Blepharoplasty is a surgical procedure that corrects drooping eyelids by removing extra skin, muscle, and fat. Your eyelids extend as you grow older, and the muscles that hold them back weaken. As a consequence, extra fat may accumulate above and below your eyelids, resulting in drooping brows, droopy upper lids, and bags under your eyes. In addition to making you seem older, sagging skin around your eyes can limit your peripheral vision, particularly in the top and outer regions of your field of vision. These visual issues can be reduced or eliminated by blepharoplasty, and your eyes will seem younger and more alert.
- Droopy Eyelids: Those with drooping eyelids may find that an eye lift is medically required. This will help to guarantee that superfluous skin does not get in the way of vision. Another advantage of this procedure is that your skin will be tightened, which will make you seem younger.

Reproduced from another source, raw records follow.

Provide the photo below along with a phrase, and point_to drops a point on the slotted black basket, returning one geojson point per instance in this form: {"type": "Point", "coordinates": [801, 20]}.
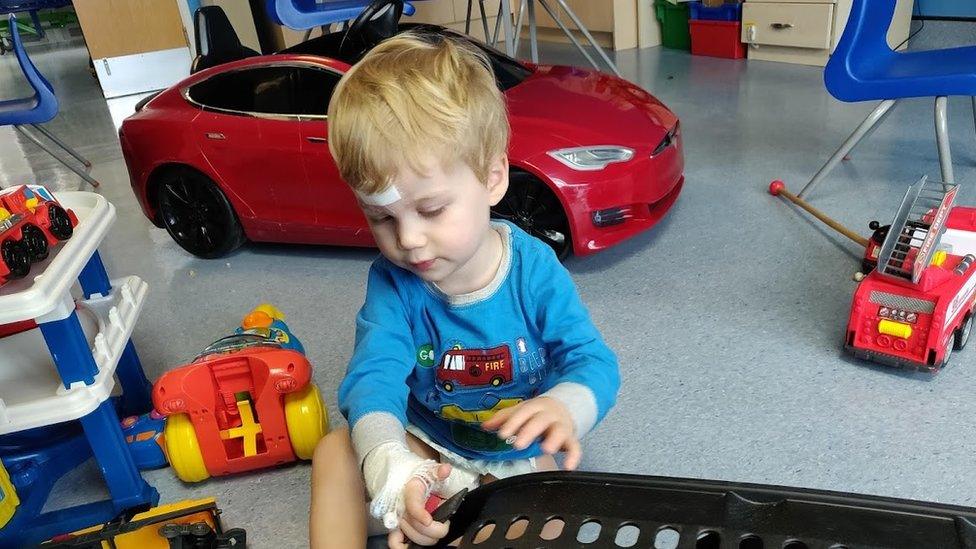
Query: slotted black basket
{"type": "Point", "coordinates": [673, 513]}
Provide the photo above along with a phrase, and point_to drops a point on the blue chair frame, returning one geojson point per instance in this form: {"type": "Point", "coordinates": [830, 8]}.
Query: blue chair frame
{"type": "Point", "coordinates": [864, 67]}
{"type": "Point", "coordinates": [38, 108]}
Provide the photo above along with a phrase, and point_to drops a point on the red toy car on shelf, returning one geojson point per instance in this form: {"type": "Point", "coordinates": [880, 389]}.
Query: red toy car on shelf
{"type": "Point", "coordinates": [917, 304]}
{"type": "Point", "coordinates": [245, 403]}
{"type": "Point", "coordinates": [238, 151]}
{"type": "Point", "coordinates": [31, 221]}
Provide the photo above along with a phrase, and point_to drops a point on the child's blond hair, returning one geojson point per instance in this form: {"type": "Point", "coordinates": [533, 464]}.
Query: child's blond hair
{"type": "Point", "coordinates": [413, 98]}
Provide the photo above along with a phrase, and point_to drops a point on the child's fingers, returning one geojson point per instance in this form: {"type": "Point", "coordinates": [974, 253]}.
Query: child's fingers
{"type": "Point", "coordinates": [397, 540]}
{"type": "Point", "coordinates": [495, 421]}
{"type": "Point", "coordinates": [423, 535]}
{"type": "Point", "coordinates": [414, 504]}
{"type": "Point", "coordinates": [556, 439]}
{"type": "Point", "coordinates": [532, 430]}
{"type": "Point", "coordinates": [518, 418]}
{"type": "Point", "coordinates": [573, 454]}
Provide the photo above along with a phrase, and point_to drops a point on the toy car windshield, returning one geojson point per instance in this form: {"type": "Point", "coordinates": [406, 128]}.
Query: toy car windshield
{"type": "Point", "coordinates": [237, 342]}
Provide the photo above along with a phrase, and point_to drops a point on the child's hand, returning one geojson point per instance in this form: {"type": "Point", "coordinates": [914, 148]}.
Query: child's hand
{"type": "Point", "coordinates": [540, 417]}
{"type": "Point", "coordinates": [416, 524]}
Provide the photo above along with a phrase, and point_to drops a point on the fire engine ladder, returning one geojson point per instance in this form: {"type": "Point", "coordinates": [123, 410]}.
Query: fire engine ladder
{"type": "Point", "coordinates": [917, 226]}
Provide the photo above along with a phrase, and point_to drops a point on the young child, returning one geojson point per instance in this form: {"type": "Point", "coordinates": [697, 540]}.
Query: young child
{"type": "Point", "coordinates": [474, 357]}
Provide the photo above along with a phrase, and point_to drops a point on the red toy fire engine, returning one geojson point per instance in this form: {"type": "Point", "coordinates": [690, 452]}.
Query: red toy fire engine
{"type": "Point", "coordinates": [475, 368]}
{"type": "Point", "coordinates": [31, 221]}
{"type": "Point", "coordinates": [916, 305]}
{"type": "Point", "coordinates": [244, 403]}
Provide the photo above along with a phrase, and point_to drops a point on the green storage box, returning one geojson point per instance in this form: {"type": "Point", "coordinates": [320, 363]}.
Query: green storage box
{"type": "Point", "coordinates": [674, 24]}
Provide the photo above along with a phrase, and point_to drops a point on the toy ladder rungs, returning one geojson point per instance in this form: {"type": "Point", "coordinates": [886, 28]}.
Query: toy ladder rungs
{"type": "Point", "coordinates": [916, 228]}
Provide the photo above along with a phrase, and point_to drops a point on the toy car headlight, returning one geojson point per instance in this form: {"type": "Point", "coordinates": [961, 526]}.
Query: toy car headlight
{"type": "Point", "coordinates": [592, 158]}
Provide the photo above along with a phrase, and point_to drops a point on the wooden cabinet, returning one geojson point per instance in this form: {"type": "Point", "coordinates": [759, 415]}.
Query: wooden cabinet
{"type": "Point", "coordinates": [806, 31]}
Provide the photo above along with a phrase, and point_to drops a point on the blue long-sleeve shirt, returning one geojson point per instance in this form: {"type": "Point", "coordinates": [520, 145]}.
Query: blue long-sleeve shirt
{"type": "Point", "coordinates": [447, 363]}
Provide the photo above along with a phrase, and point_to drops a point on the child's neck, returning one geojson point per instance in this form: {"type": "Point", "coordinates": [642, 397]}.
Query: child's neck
{"type": "Point", "coordinates": [483, 269]}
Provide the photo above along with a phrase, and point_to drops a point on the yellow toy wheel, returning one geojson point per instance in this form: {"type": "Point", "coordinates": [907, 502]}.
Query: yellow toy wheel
{"type": "Point", "coordinates": [183, 449]}
{"type": "Point", "coordinates": [307, 420]}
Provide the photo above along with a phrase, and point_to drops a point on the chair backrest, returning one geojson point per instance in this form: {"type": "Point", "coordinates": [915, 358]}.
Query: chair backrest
{"type": "Point", "coordinates": [43, 90]}
{"type": "Point", "coordinates": [216, 40]}
{"type": "Point", "coordinates": [864, 43]}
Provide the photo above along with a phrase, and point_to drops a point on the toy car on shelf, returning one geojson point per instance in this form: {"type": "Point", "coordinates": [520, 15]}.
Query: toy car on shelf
{"type": "Point", "coordinates": [238, 151]}
{"type": "Point", "coordinates": [31, 221]}
{"type": "Point", "coordinates": [916, 306]}
{"type": "Point", "coordinates": [192, 524]}
{"type": "Point", "coordinates": [246, 402]}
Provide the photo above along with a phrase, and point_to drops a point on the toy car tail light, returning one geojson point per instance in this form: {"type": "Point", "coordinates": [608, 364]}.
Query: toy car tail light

- Excess Skin on Lower Lids: If you have extra skin on your lower eyelids, this sort of surgery may be a viable option for you. Sagging, wrinkles, and excessively dry eyes can all be caused by excess skin. A qualified plastic surgeon will make a series of outward incisions following the natural curve of the lower eyelids. To attain your desired look, the extra fat and skin can then be tightened or eliminated.
- Eye Puffiness – Patients might also benefit from eye lift operations to reduce the look of swollen eyes. Depending on the individual’s circumstances, surgery can be performed on the upper eyelids, lower eyelids, or both at the same time. Removing excess fat deposits from the lids and tightening the skin can make eyes seem less puffy and increase the patient’s satisfaction with their appearance significantly.
- A blepharoplasty operation can be used to create one on the upper eyelids for individuals who do not have an eyelid fold line or who desire a more obvious eyelid fold line. This will also help to attain a more youthful appearance by tightening and lifting the skin across the region.
Risks to blepharoplasty
- Infection and bleeding
- Dry, irritated eyes
- Difficulty closing your eyes or other eyelid problems
- Noticeable scarring
- Injury to eye muscles
- Skin discoloration
- The need for a follow-up operation
- Temporarily blurred vision or, rarely, loss of eyesight
- Risks associated with surgery in general, including reactions to anesthesia and blood clots,
What to expect:
Blepharoplasty is often performed as an outpatient procedure. To help you relax, your surgeon injects numbing medicine into your eyes and administers intravenous medication. If you undergo surgery on both your upper and lower eyelids, the surgeon will often start with the upper lids. He or she makes an incision along the eyelid’s fold, removes some superfluous skin, muscle, and maybe fat, and seals the wound. The surgeon makes an incision slightly below the lashes in the natural crease or within the lower lid on the lower lid.
You will spend time in a recovery room following surgery, where you will be monitored for problems. You are free to go later that day to rest at home.
Following surgery, you may have the following symptoms:
- The lubricating ointment administered to your eyes has blurred your vision.
- eyes that are watering.
- Sensitivity to light
- Doubtful perception
- Eyelids that are puffy and numb
- Bruising and swelling comparable to black eyes
- Discomfort or pain
Many patients are pleased with their blepharoplasty outcomes, which include a more relaxed and youthful appearance as well as increased self-confidence. The effects of surgery may last a lifetime for some people. Others may have a recurrence of droopy eyelids. Bruising and swelling usually go away in 10 to 14 days, at which point you should be allowed to go out in public again. The surgical incisions may leave scars that take months to disappear. Take care not to overexpose your delicate eyelid skin to the sun.